I don’t think any pure deep learning/big data system can match this.
In fact, the key problems with artificial intelligence that cognitive scientists like Steve Pinker, Judea Pearl, Jerry Fodor, and myself have been pointing out for decades have actually not yet been solved. Yes, machines can play games very well, and deep learning has made huge contributions in areas such as speech recognition. But no artificial intelligence currently has enough understanding to recognize any text and build a model that can speak normally and complete tasks, nor can it reason and produce a cohesive response like the computers in the "Star Trek" movies.
We are still in the early stages of artificial intelligence.
Success on some problems using specific strategies does not guarantee that we will solve all problems in a similar way. It would be simply foolish not to realize this, especially when some of the failure modes (unreliability, strange bugs, combinatorial failures, and incomprehension) remain unchanged since Fodor and Pinker pointed them out in 1988. Conclusion
It’s nice to see that Scaling-Über-Alles is not yet fully agreed upon, even at DeepMind:
I Completely agree with Murray Shanahan: "I see very little in Gato to suggest scaling alone will get us to human-level generalization."
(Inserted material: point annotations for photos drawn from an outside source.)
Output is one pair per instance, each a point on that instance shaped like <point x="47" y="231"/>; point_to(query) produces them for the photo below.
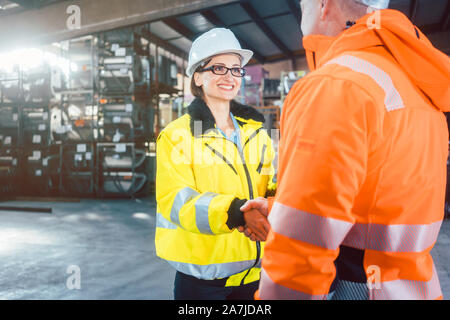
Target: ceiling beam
<point x="216" y="21"/>
<point x="413" y="7"/>
<point x="27" y="4"/>
<point x="446" y="18"/>
<point x="163" y="43"/>
<point x="265" y="28"/>
<point x="179" y="27"/>
<point x="48" y="23"/>
<point x="281" y="57"/>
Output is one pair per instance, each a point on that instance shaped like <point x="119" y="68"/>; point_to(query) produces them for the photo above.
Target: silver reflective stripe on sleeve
<point x="408" y="289"/>
<point x="393" y="238"/>
<point x="163" y="223"/>
<point x="330" y="233"/>
<point x="300" y="225"/>
<point x="201" y="212"/>
<point x="212" y="271"/>
<point x="269" y="290"/>
<point x="392" y="99"/>
<point x="182" y="197"/>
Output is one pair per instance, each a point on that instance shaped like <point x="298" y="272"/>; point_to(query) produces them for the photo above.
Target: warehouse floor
<point x="108" y="245"/>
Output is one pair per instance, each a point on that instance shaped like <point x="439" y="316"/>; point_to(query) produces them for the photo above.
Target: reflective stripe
<point x="392" y="100"/>
<point x="183" y="196"/>
<point x="269" y="290"/>
<point x="162" y="222"/>
<point x="408" y="289"/>
<point x="201" y="212"/>
<point x="393" y="238"/>
<point x="329" y="233"/>
<point x="212" y="271"/>
<point x="320" y="231"/>
<point x="348" y="290"/>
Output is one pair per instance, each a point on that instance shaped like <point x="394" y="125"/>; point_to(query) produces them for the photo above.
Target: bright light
<point x="31" y="58"/>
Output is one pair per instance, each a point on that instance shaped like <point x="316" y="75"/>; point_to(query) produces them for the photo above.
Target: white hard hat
<point x="214" y="42"/>
<point x="377" y="4"/>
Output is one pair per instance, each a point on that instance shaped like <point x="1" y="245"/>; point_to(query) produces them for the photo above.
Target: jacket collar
<point x="320" y="49"/>
<point x="199" y="111"/>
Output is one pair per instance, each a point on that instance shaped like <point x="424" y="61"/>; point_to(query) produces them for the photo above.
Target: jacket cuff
<point x="235" y="216"/>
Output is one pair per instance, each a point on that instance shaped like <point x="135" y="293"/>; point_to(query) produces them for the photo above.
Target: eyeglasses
<point x="222" y="70"/>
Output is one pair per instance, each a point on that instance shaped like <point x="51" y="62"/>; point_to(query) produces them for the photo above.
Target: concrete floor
<point x="112" y="244"/>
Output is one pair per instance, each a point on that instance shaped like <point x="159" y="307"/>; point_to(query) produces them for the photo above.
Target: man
<point x="362" y="160"/>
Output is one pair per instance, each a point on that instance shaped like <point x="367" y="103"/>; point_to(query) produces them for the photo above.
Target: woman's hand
<point x="256" y="225"/>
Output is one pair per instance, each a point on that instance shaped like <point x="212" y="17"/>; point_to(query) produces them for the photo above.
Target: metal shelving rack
<point x="78" y="131"/>
<point x="123" y="88"/>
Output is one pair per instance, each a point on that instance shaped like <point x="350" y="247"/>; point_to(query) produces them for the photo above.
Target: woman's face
<point x="220" y="87"/>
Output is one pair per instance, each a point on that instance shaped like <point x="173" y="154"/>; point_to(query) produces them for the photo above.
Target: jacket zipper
<point x="251" y="194"/>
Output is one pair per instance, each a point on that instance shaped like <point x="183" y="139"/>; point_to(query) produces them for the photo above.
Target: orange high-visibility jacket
<point x="362" y="168"/>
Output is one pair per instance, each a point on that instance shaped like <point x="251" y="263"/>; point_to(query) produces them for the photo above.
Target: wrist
<point x="235" y="215"/>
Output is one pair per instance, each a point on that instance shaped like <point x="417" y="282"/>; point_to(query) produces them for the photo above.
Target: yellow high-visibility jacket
<point x="202" y="179"/>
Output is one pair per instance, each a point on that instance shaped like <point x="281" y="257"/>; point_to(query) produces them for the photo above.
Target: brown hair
<point x="196" y="90"/>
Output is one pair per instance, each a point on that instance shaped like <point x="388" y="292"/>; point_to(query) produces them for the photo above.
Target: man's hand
<point x="261" y="204"/>
<point x="257" y="223"/>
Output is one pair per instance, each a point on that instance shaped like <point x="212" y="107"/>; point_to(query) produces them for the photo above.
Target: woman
<point x="209" y="163"/>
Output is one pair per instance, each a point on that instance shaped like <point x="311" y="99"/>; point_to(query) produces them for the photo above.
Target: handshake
<point x="255" y="213"/>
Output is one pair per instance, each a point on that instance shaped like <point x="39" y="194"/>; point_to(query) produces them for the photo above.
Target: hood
<point x="426" y="66"/>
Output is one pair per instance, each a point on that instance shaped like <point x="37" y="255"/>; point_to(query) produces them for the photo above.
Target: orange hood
<point x="426" y="66"/>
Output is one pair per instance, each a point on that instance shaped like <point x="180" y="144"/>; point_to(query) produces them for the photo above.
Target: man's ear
<point x="198" y="79"/>
<point x="325" y="8"/>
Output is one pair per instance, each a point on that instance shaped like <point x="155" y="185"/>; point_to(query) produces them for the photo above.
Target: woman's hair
<point x="196" y="90"/>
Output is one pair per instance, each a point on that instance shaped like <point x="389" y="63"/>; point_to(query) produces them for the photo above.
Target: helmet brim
<point x="244" y="53"/>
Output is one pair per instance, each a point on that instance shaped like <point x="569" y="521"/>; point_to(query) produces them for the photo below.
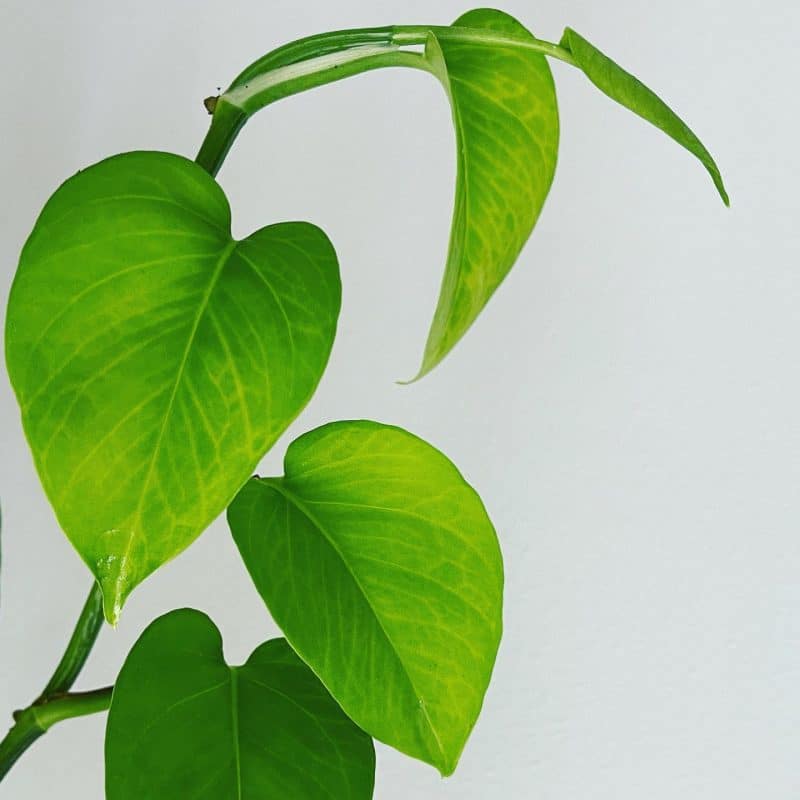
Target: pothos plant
<point x="156" y="360"/>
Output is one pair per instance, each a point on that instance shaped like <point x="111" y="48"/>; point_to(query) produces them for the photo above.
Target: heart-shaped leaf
<point x="183" y="724"/>
<point x="630" y="92"/>
<point x="382" y="568"/>
<point x="506" y="121"/>
<point x="155" y="358"/>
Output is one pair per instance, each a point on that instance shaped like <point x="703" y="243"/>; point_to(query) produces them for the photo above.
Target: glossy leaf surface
<point x="183" y="724"/>
<point x="382" y="568"/>
<point x="630" y="92"/>
<point x="506" y="121"/>
<point x="155" y="359"/>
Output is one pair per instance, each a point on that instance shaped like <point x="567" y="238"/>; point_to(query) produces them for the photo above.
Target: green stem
<point x="32" y="722"/>
<point x="54" y="704"/>
<point x="328" y="57"/>
<point x="80" y="645"/>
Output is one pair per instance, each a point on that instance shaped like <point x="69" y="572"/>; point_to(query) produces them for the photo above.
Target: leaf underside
<point x="379" y="563"/>
<point x="183" y="724"/>
<point x="506" y="121"/>
<point x="155" y="359"/>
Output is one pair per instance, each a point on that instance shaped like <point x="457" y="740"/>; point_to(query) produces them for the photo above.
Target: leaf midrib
<point x="214" y="280"/>
<point x="278" y="485"/>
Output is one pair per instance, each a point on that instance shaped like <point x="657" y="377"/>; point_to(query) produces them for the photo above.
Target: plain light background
<point x="627" y="405"/>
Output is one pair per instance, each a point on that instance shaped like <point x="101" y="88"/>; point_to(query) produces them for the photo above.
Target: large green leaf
<point x="381" y="566"/>
<point x="183" y="724"/>
<point x="155" y="358"/>
<point x="506" y="121"/>
<point x="630" y="92"/>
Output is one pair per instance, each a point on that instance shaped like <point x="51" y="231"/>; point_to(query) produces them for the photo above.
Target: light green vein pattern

Let's encourage a field that's open-minded enough that people can take their own work in many directions without prematurely discarding ideas that happen to not be fully developed yet. After all, the best path to (general) artificial intelligence may not be Alt Intelligence.
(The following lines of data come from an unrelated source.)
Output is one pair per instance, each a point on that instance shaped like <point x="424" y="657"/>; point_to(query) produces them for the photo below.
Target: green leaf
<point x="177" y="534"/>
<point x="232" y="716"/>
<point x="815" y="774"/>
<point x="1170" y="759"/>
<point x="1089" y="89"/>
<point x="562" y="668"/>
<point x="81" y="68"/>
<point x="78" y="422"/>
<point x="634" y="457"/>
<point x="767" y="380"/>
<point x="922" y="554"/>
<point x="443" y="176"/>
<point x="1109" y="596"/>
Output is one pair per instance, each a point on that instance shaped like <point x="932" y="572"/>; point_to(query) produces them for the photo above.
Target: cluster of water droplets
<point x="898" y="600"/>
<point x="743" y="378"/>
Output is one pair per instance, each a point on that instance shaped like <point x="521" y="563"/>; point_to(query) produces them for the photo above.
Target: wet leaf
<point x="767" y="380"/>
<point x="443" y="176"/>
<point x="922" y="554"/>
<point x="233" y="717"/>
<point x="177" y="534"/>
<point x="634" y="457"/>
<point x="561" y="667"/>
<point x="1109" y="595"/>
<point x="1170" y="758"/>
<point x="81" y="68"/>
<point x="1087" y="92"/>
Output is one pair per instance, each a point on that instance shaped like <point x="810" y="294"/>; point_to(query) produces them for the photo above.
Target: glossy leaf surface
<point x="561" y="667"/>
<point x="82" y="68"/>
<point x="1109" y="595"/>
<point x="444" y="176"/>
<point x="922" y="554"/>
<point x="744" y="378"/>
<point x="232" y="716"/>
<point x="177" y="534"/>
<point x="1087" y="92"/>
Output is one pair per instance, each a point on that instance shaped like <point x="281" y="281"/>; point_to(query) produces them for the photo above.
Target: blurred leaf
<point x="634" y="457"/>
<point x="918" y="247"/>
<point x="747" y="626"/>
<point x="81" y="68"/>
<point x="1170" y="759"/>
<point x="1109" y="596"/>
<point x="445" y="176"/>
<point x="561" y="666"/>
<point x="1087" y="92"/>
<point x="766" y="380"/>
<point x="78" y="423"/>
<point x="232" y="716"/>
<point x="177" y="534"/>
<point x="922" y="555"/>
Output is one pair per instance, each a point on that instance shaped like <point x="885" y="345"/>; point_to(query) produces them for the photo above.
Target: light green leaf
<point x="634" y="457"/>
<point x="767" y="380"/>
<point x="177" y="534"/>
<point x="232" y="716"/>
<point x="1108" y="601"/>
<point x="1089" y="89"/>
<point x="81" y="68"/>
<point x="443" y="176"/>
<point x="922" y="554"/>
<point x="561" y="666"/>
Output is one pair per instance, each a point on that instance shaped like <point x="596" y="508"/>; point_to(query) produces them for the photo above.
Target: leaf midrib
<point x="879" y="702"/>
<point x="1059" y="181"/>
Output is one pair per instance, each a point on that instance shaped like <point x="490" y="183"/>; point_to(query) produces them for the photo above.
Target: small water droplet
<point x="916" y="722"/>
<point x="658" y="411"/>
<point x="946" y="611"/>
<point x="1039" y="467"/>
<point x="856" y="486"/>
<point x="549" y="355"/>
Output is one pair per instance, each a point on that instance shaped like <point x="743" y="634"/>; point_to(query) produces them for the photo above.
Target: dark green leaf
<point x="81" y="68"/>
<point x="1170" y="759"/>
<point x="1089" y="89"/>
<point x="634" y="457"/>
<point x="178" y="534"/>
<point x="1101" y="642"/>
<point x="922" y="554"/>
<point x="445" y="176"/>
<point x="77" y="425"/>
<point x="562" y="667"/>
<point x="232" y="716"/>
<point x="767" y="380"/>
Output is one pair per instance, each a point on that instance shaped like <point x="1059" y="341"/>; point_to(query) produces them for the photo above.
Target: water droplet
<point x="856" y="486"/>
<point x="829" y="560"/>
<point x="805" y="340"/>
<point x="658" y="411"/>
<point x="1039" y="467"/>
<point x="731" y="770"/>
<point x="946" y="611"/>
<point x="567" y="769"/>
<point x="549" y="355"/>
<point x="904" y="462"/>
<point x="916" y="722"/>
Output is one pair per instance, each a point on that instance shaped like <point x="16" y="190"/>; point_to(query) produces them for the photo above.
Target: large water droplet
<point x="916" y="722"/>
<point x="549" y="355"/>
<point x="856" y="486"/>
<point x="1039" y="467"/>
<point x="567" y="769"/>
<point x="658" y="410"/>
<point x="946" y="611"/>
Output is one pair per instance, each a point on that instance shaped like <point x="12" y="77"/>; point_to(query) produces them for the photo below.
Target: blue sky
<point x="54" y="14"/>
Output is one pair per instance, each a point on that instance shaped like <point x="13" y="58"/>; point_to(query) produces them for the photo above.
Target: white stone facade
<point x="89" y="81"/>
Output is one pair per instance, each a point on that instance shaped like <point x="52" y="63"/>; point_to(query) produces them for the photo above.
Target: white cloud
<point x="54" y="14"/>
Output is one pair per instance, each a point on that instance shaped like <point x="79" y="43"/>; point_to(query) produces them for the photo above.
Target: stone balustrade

As mentioned earlier, I'd love to think of Gato as an "alternative intelligence" - an interesting exploration of alternative ways to build intelligence, but we need to put it in perspective: it won't work like a brain, it will It doesn’t learn like a child, it doesn’t understand language, it doesn’t align with human values, and it can’t be trusted to complete critical tasks.
It might be better than anything else we have right now, but it still doesn't really work, and even after investing heavily in it, it's time to give it a pause.
It should take us back to the era of artificial intelligence startups. Artificial intelligence certainly shouldn’t be a blind copy of human intelligence. After all, it has its own flaws, saddled with poor memory and cognitive biases. But it should look to human and animal cognition for clues. The Wright brothers didn't imitate birds, but they learned something about their flight control. Knowing what we can learn from and what we cannot learn from may be more than half of our success.
I think the bottom line is, what AI once valued but no longer pursues: If we are going to build AGI, we are going to need to learn something from humans - how they reason and understand the physical world, and How they represent and acquire language and complex concepts.
It would be too arrogant to deny this idea.